Tom Wolfe, the innovative journalist and author who wrote such best-selling masterpieces as "Bonfire of the Vanities" and "The Right Stuff" has passed away. The New York Times reported that he had been in the hospital after suffering from an infection. Wolfe was known as a pioneer of New Journalism in the 1960s, and later for his successful career as a novelist. As fate would have it, Wolfe graces the cover of our summer issue-in the mail as I type-wherein we have one of the last interviews that he ever gave. His theory of literature, which he preached in print and in person and to anyone who would listen, was that journalism and nonfiction had "wiped out the novel as American literature's main event". As aforementioned, he died in New York City, where he had lived since starting work as a reporter for the New York Herald Tribune in 1962. His 1968 book The Electric Kool-Aid Acid Test, detailing the free-wheeling lifestyle of writer Ken Kesey and his followers known as the Merry Pranksters, is widely considered the finest example of the style.

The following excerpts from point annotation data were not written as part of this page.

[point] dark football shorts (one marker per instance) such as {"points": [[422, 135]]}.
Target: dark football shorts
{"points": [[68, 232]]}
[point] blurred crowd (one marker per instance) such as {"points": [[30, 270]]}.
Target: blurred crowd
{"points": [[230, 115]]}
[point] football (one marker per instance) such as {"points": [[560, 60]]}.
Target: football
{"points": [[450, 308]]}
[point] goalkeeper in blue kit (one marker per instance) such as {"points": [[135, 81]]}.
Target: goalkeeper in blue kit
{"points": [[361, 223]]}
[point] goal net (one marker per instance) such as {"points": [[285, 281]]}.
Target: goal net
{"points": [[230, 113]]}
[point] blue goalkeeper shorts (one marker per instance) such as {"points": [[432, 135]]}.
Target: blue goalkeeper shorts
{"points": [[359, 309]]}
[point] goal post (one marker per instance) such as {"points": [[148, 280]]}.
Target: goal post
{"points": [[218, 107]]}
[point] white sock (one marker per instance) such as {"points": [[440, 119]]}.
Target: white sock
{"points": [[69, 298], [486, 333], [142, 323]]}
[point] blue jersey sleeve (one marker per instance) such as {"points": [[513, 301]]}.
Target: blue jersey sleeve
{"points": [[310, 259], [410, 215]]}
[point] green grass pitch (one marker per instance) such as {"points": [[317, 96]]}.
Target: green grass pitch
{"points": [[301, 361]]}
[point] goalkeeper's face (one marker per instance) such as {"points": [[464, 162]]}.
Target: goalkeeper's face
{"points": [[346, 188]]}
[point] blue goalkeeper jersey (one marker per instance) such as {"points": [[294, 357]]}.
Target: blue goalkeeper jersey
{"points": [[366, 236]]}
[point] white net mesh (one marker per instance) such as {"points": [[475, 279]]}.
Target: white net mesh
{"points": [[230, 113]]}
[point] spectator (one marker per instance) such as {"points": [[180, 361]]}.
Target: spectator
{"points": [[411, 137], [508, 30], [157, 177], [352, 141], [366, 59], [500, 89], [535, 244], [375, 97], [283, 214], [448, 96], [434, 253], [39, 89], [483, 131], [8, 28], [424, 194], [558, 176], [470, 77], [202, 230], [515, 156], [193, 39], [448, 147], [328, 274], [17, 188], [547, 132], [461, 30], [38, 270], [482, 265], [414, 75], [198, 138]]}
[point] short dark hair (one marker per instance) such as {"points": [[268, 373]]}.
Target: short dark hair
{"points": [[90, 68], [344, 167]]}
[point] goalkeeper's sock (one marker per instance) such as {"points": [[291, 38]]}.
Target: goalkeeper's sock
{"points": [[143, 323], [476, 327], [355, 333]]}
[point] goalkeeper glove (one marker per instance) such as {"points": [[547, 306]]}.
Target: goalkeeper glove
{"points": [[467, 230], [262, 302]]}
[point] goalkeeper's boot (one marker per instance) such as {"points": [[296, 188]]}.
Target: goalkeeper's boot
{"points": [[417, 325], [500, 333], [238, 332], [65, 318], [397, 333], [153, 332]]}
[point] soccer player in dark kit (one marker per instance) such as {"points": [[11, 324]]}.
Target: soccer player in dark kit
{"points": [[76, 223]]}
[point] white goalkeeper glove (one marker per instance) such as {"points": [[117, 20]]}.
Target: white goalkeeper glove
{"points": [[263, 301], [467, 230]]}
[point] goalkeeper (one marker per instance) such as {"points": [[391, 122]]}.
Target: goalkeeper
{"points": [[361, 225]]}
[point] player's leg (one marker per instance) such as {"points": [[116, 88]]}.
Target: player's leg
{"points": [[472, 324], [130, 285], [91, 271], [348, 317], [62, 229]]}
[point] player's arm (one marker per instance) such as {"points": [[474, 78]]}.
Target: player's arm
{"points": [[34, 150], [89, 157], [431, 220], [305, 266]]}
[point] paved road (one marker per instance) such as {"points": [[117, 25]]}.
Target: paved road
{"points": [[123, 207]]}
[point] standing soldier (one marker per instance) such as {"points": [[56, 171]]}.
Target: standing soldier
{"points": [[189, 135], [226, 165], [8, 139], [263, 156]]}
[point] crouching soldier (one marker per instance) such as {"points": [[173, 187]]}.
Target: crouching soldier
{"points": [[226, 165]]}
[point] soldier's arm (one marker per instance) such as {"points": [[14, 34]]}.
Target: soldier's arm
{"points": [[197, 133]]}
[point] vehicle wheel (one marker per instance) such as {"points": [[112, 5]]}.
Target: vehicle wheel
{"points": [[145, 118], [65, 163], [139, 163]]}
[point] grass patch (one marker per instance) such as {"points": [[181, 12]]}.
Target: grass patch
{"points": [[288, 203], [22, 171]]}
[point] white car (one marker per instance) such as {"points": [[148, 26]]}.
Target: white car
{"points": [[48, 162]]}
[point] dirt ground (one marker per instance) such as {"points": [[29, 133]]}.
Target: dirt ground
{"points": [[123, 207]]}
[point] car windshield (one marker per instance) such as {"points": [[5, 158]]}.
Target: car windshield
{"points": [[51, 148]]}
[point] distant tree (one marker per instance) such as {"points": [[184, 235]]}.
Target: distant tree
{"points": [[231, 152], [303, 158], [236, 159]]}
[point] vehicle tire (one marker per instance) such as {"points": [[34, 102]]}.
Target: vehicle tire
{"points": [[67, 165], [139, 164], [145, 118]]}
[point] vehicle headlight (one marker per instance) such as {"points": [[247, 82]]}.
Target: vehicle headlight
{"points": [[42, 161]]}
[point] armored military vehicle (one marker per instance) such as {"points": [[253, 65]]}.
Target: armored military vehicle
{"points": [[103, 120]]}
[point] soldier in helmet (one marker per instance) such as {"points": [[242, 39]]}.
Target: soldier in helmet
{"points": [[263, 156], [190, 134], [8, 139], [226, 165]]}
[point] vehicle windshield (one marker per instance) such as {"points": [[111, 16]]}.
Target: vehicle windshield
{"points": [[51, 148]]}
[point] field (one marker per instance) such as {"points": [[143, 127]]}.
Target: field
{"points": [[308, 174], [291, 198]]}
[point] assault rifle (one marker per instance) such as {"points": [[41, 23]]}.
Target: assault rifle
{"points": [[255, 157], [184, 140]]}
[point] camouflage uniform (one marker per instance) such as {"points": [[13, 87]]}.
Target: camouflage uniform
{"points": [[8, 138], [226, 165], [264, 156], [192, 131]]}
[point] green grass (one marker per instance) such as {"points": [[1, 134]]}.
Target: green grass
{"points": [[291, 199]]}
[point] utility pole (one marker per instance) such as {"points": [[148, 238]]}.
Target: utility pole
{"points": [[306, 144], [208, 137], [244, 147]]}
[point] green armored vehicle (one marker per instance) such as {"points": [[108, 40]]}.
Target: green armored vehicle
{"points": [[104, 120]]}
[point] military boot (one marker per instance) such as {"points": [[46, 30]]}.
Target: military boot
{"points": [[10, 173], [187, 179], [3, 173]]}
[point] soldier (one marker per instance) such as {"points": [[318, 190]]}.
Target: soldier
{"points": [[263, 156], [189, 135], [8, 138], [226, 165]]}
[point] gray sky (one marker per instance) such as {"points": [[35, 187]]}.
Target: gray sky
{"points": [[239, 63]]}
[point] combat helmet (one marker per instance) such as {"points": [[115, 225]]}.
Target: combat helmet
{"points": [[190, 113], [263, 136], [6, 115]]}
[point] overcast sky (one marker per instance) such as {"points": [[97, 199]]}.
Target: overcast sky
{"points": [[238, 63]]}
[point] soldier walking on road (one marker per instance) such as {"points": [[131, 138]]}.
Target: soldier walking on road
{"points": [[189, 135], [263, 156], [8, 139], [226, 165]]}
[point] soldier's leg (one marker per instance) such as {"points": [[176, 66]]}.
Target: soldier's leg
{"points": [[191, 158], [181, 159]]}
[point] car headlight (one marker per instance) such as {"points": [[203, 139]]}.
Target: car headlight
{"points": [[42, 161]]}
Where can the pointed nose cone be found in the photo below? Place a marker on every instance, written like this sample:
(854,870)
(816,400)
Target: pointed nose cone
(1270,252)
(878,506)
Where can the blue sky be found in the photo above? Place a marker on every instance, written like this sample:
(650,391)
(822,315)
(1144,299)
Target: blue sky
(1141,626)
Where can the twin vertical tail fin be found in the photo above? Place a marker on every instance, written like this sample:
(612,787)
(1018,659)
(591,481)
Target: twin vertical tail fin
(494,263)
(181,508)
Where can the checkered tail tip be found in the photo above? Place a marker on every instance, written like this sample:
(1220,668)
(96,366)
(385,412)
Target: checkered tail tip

The book earned Wolfe a nomination for the National Book Award before the first copy of the 1.2 million first-run printing was sold, CNN said.

Despite earning a Ph.D., Wolfe set out on a career in journalism, working as a reporter at the Springfield Union in MA and later at The Washington Post. Along with Gay Talese, Truman Capote and Nora Ephron, he helped demonstrate that journalism could offer the kinds of literary pleasure found in books. They want to tell you things that you don't know.

When Yale's American Studies dons rejected his doctoral thesis, he wrote a pal: "These stupid f***s have turned down namely my dissertation".

Wolfe's best-known work is perhaps bonfire of vanities, which is still considered great novel of NY.

"Saddened to hear of Tom Wolfe's passing".

How Money Got Free author Brian Patrick Eha called Wolfe "a true original", New York Times best-seller Brad Thor praised him as a "magnificent author", and The New Yorker's Susan Orlean recalled how "dazzled" she was by The Electric Kool-Aid Acid Test. He was 88 years old. He is survived by his wife Sheila and son Tommy.